If there’s such a thing as a beauty pageant for coins, then one of them is held in a back room of an office in Sarasota, Florida. That’s where the coin graders of the Numismatic Guaranty Corporation (NGC) ogle coins of various grades to decide if they have “exceptional eye appeal.”
If the “judges” all agree that the coin’s a beauty, they make it a star. Or more accurately, they give it a Star Rating.
Quality Standards for Star Ratings
To be considered for a Star Rating, a coin must first meet certain quality standards. It must have a full vibrant luster and be free of any distracting irregularities, spots or blemishes. Coins submitted for stardom can be either “white” (untoned) or toned. Toned coins face even more hurdles. The toning must be considered attractive, with good contrast if there is more than one tone present. It also must have full luster unimpeded by the toning. And while the toning can be single or multicolored, it can’t have any areas that are dark brown approaching black.
NGC admits that these evaluations can be subjective, but they try to maintain the highest standards in the process. If any one of the quality-control graders objects to a Star designation, it’s over. That’s why fewer than 1% of the coins graded by NGC get a Star rating.

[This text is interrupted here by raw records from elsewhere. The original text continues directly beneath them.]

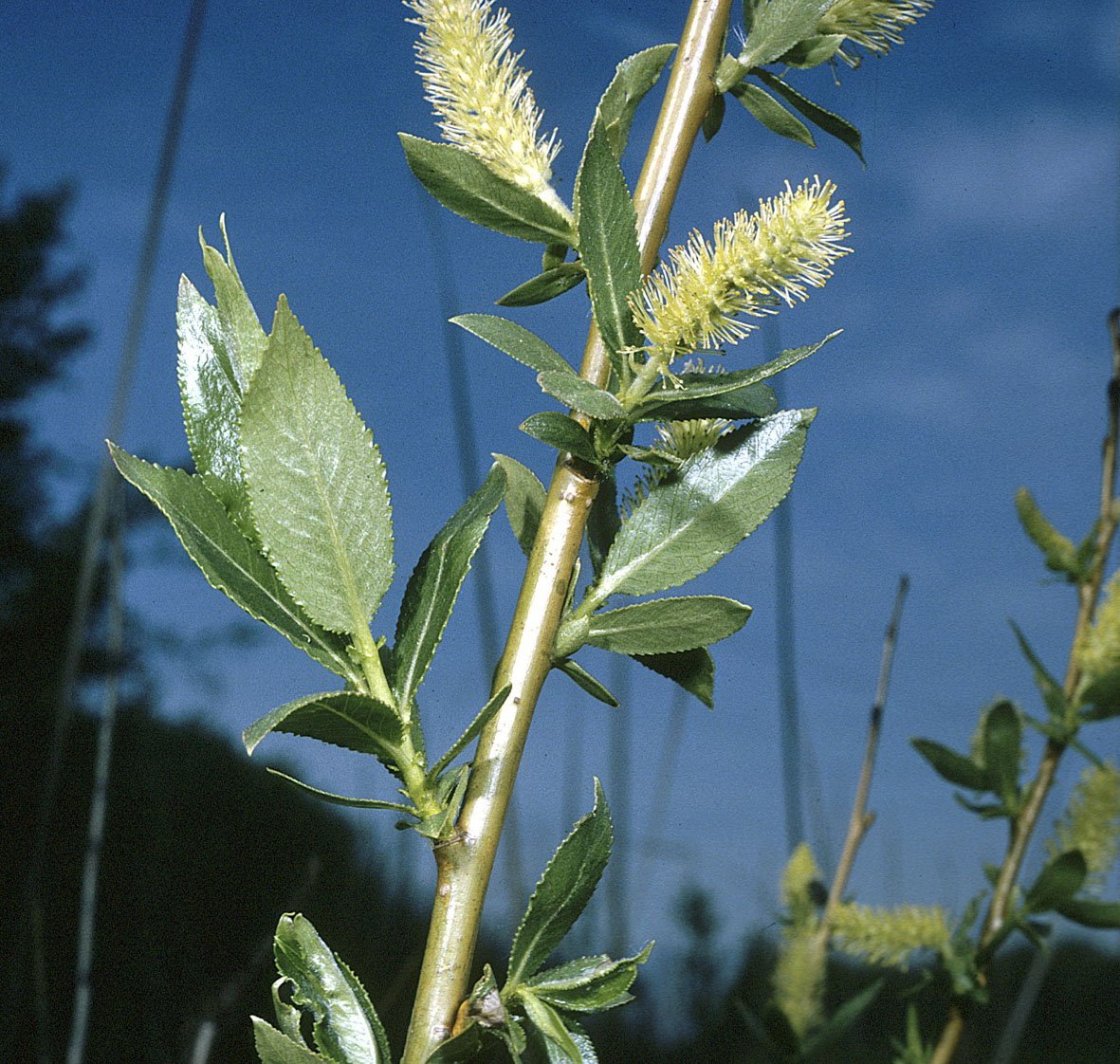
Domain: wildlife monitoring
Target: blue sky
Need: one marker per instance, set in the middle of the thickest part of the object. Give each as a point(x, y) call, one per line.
point(972, 360)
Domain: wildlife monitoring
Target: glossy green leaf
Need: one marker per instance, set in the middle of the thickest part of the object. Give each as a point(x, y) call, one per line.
point(694, 671)
point(1057, 883)
point(434, 585)
point(633, 79)
point(317, 483)
point(1091, 913)
point(668, 625)
point(608, 245)
point(1049, 687)
point(341, 718)
point(563, 890)
point(273, 1047)
point(1002, 750)
point(524, 501)
point(558, 431)
point(469, 189)
point(1058, 551)
point(472, 730)
point(779, 26)
point(515, 340)
point(545, 285)
point(229, 561)
point(345, 1026)
point(954, 767)
point(820, 117)
point(576, 672)
point(772, 115)
point(695, 517)
point(332, 798)
point(211, 394)
point(694, 387)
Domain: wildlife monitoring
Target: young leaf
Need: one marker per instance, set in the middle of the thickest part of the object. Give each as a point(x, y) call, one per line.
point(524, 501)
point(694, 671)
point(668, 625)
point(341, 718)
point(317, 484)
point(1057, 883)
point(563, 890)
point(583, 679)
point(228, 560)
point(545, 285)
point(633, 79)
point(1002, 752)
point(273, 1047)
point(608, 243)
point(954, 767)
point(558, 431)
point(772, 115)
point(515, 340)
point(434, 585)
point(346, 1028)
point(471, 190)
point(693, 518)
point(820, 117)
point(472, 730)
point(340, 798)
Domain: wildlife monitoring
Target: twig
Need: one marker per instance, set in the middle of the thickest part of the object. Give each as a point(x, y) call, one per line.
point(861, 820)
point(1088, 594)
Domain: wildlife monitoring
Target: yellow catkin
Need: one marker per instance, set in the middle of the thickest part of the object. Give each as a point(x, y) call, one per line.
point(890, 935)
point(1091, 822)
point(481, 94)
point(754, 262)
point(873, 25)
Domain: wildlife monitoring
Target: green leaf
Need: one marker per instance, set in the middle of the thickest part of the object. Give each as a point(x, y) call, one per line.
point(608, 243)
point(633, 79)
point(780, 26)
point(346, 1028)
point(954, 767)
point(563, 890)
point(695, 517)
point(668, 625)
point(1002, 752)
point(1047, 686)
point(545, 285)
point(340, 798)
point(515, 340)
point(575, 671)
point(1057, 883)
point(694, 671)
point(820, 117)
point(582, 395)
point(273, 1047)
point(472, 730)
point(589, 983)
point(548, 1021)
point(341, 718)
point(772, 115)
point(693, 387)
point(434, 585)
point(1058, 551)
point(211, 395)
point(524, 501)
point(1091, 913)
point(558, 431)
point(841, 1019)
point(229, 561)
point(469, 189)
point(317, 484)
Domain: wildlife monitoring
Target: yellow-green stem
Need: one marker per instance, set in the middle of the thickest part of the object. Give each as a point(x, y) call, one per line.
point(464, 864)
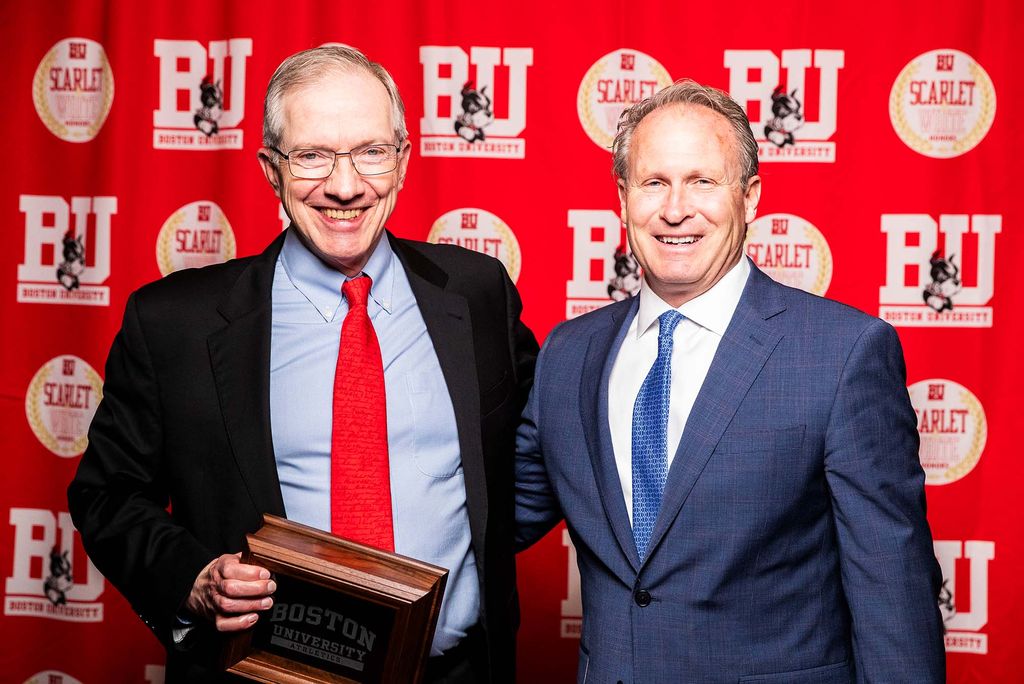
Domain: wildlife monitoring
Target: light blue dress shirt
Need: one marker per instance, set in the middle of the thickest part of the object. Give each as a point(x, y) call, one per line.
point(428, 490)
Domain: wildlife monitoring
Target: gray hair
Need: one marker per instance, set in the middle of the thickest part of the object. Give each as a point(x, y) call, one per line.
point(686, 91)
point(308, 67)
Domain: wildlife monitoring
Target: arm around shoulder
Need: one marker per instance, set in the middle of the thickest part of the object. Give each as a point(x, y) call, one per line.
point(890, 574)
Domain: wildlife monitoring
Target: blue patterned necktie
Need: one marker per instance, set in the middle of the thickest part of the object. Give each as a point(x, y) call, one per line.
point(650, 426)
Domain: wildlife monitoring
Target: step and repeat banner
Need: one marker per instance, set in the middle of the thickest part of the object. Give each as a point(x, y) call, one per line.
point(887, 142)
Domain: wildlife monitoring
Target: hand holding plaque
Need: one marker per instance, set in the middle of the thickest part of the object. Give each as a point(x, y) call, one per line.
point(343, 611)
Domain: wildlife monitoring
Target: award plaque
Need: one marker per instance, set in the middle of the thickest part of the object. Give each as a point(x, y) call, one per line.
point(342, 611)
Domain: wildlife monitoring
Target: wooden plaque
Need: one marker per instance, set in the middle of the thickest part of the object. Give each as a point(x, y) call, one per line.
point(342, 611)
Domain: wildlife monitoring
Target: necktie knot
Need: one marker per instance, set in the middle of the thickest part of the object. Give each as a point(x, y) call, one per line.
point(356, 291)
point(667, 326)
point(650, 421)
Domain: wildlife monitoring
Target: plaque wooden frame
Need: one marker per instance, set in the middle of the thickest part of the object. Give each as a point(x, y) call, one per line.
point(407, 591)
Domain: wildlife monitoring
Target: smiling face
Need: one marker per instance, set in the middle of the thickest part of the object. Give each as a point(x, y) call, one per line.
point(340, 218)
point(683, 204)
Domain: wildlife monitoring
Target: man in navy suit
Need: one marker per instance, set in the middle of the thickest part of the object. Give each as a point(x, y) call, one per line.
point(736, 461)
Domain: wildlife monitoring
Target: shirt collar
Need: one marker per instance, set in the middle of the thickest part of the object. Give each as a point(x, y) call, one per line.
point(321, 285)
point(712, 309)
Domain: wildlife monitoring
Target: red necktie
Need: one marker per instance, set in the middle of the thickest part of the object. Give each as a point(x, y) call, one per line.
point(360, 482)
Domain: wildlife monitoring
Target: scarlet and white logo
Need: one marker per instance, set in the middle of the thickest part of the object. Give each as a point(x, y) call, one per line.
point(964, 633)
point(462, 109)
point(73, 89)
point(942, 103)
point(65, 263)
point(614, 82)
point(779, 112)
point(51, 677)
point(479, 230)
point(952, 426)
point(48, 578)
point(60, 401)
point(598, 240)
point(202, 101)
point(928, 284)
point(195, 236)
point(571, 606)
point(792, 251)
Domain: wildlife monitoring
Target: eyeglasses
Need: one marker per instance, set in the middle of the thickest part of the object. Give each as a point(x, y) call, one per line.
point(368, 160)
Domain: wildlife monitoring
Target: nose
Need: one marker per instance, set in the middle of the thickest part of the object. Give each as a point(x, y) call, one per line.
point(678, 205)
point(344, 182)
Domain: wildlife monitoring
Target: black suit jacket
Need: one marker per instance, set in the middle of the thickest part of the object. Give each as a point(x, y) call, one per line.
point(180, 464)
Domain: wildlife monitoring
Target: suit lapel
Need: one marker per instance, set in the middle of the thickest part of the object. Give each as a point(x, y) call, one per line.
point(449, 323)
point(601, 353)
point(240, 356)
point(743, 350)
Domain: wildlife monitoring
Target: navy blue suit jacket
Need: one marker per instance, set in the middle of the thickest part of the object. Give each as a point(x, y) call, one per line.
point(792, 544)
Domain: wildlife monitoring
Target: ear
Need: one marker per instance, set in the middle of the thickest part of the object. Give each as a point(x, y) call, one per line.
point(270, 169)
point(403, 154)
point(752, 198)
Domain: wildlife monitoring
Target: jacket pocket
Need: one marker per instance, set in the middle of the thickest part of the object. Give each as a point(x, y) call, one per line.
point(838, 673)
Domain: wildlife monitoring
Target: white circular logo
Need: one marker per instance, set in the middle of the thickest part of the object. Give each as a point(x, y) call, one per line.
point(792, 251)
point(197, 234)
point(952, 427)
point(615, 81)
point(61, 399)
point(942, 103)
point(73, 89)
point(479, 230)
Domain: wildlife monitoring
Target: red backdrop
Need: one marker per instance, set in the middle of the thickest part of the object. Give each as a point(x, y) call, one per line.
point(892, 190)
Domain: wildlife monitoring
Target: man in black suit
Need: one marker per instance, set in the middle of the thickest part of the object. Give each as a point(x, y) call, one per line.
point(218, 398)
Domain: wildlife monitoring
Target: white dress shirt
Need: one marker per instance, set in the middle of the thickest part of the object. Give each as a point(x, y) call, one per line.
point(694, 343)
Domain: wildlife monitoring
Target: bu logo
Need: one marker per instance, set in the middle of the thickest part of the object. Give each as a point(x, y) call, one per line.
point(67, 250)
point(214, 111)
point(926, 281)
point(48, 579)
point(460, 109)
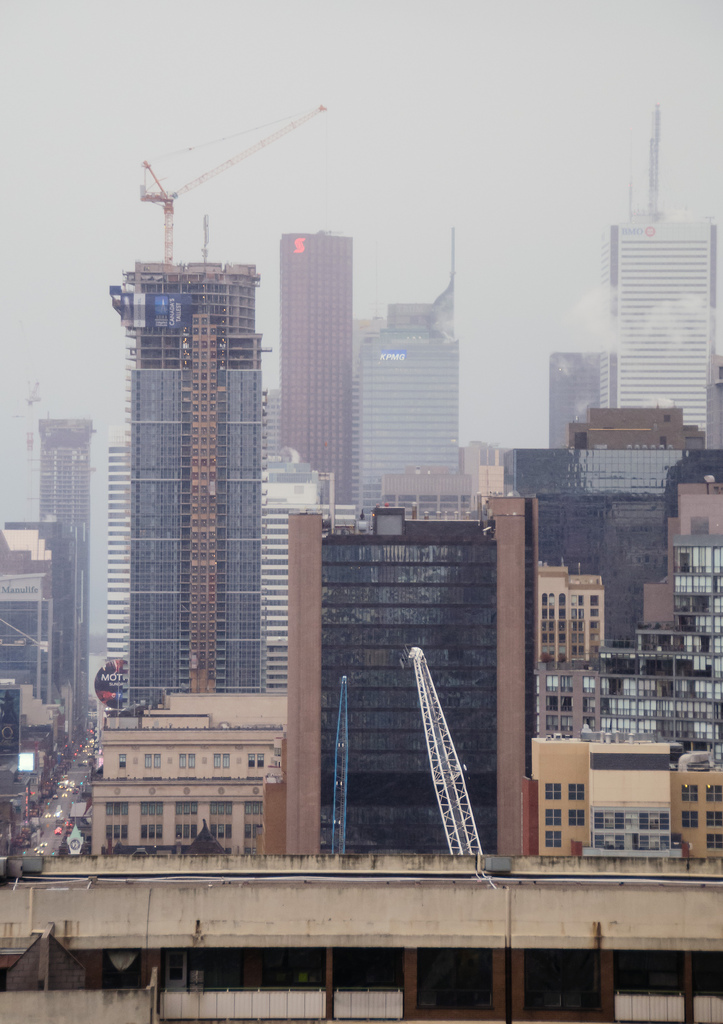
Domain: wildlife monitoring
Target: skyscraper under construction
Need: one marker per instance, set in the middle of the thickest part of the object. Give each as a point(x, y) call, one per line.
point(196, 477)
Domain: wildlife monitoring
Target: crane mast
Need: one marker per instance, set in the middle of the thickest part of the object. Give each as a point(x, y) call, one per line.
point(166, 200)
point(448, 776)
point(341, 764)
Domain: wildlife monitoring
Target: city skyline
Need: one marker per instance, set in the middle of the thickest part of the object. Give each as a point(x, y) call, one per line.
point(555, 171)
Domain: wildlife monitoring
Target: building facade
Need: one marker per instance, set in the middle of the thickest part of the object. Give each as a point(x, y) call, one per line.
point(605, 513)
point(292, 488)
point(464, 593)
point(170, 769)
point(575, 387)
point(635, 428)
point(65, 497)
point(634, 798)
point(421, 940)
point(662, 281)
point(118, 616)
point(409, 394)
point(570, 614)
point(316, 352)
point(196, 478)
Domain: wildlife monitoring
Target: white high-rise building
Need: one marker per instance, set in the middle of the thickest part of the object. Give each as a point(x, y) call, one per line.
point(662, 278)
point(118, 620)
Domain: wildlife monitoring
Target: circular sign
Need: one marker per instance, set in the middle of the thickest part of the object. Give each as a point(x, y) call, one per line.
point(110, 682)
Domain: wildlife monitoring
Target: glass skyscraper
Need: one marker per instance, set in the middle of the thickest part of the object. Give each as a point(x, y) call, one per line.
point(409, 393)
point(662, 280)
point(196, 478)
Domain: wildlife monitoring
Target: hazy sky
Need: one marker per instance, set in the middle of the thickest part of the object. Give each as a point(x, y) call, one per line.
point(511, 121)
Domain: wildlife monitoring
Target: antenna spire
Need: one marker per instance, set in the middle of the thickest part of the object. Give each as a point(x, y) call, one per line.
point(653, 180)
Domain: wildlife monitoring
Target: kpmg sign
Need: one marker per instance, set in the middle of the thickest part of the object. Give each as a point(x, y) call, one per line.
point(628, 231)
point(22, 588)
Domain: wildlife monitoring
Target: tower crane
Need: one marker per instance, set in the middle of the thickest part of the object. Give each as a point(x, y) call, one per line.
point(166, 199)
point(341, 764)
point(448, 776)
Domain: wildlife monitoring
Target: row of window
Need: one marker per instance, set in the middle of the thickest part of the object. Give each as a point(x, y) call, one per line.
point(553, 816)
point(714, 819)
point(714, 794)
point(553, 791)
point(188, 760)
point(155, 808)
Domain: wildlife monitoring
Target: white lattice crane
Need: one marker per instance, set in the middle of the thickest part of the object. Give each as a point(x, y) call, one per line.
point(448, 775)
point(166, 200)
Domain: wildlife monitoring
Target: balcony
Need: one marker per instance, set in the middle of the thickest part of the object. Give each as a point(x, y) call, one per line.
point(245, 1004)
point(368, 1004)
point(649, 1007)
point(708, 1009)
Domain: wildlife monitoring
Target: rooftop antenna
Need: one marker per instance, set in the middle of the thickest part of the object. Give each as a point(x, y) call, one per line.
point(653, 182)
point(630, 187)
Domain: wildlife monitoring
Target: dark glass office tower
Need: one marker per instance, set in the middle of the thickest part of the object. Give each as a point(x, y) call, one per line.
point(409, 381)
point(315, 350)
point(464, 593)
point(65, 497)
point(605, 512)
point(196, 478)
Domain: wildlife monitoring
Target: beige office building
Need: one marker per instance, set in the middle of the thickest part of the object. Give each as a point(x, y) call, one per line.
point(196, 759)
point(570, 614)
point(593, 798)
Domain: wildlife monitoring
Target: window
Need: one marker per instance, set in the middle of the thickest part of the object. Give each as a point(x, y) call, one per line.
point(708, 973)
point(567, 978)
point(648, 971)
point(454, 978)
point(290, 968)
point(121, 969)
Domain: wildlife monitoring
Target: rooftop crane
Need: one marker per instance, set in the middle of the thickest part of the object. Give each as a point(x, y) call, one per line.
point(166, 200)
point(448, 776)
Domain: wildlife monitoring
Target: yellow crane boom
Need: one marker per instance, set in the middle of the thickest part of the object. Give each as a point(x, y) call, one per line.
point(166, 200)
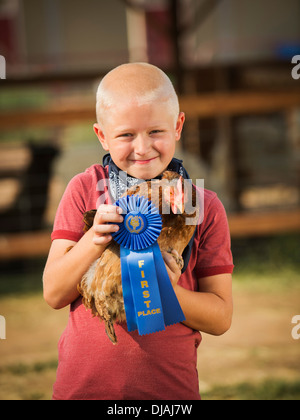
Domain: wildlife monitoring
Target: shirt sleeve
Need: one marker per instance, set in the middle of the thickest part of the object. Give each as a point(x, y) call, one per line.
point(68, 223)
point(214, 247)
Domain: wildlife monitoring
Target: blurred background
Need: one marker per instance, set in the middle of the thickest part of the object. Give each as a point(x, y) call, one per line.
point(231, 64)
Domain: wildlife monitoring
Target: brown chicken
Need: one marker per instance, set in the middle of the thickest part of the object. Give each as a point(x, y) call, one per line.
point(101, 286)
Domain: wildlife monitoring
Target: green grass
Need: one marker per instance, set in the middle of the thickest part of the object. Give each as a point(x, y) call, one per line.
point(267, 390)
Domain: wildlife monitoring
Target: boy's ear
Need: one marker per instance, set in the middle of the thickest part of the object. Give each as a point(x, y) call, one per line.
point(101, 137)
point(179, 125)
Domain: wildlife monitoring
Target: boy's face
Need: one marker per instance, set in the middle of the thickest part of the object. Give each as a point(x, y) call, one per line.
point(140, 139)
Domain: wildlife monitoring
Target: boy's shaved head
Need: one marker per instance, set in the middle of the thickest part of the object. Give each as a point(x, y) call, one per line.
point(140, 83)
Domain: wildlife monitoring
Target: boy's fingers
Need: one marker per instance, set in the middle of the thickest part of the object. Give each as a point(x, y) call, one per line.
point(103, 229)
point(108, 208)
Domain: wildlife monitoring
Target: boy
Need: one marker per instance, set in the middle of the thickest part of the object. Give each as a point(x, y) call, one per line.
point(139, 123)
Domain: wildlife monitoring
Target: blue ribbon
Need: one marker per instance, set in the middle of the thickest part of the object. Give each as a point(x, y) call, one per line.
point(149, 297)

Certain groups of coins submitted to NGC for grading are automatically evaluated for Star-power at no extra cost, and the grade designation is not as important as how the coin looks compared to others in its grade. Previously graded coins can be resubmitted for star designation at a fee of $10 per coin and must be submitted under NGC’s Designation Review service.
Coins Eligible for Star Rating Consideration
The following coin types are currently eligible for Star consideration, but others may be added in the future:
- Jefferson Nickels, mint state
- Roosevelt Dimes, mint state
- Washington Quarters, mint state
- Statehood Quarters, mint state
- Franklin Halves, mint state & proof
- Kennedy Halves, mint state
- Morgan Dollars, mint state
- Peace Dollars, mint state
- Eisenhower Dollars, mint state
- Anthony Dollars, mint state
- Sacagawea Dollars, mint state
- All U.S. proof coins from 1936-1978
- Silver Commemoratives 1892-1954
Star Rating vs. Coin Grade for Value
Does a Star Rating increase the value of a coin? Probably. While the actual grade of the coin is the primary determinant of its value, the Star Rating adds panache, setting it apart from other coins of the same grade. At the minimum, it makes it easier to sell, and in a competitive sale, it will likely command a higher price than a coin without it. The best thing is to check catalogs for actual sale prices to see how much of a premium Star-rated coins command.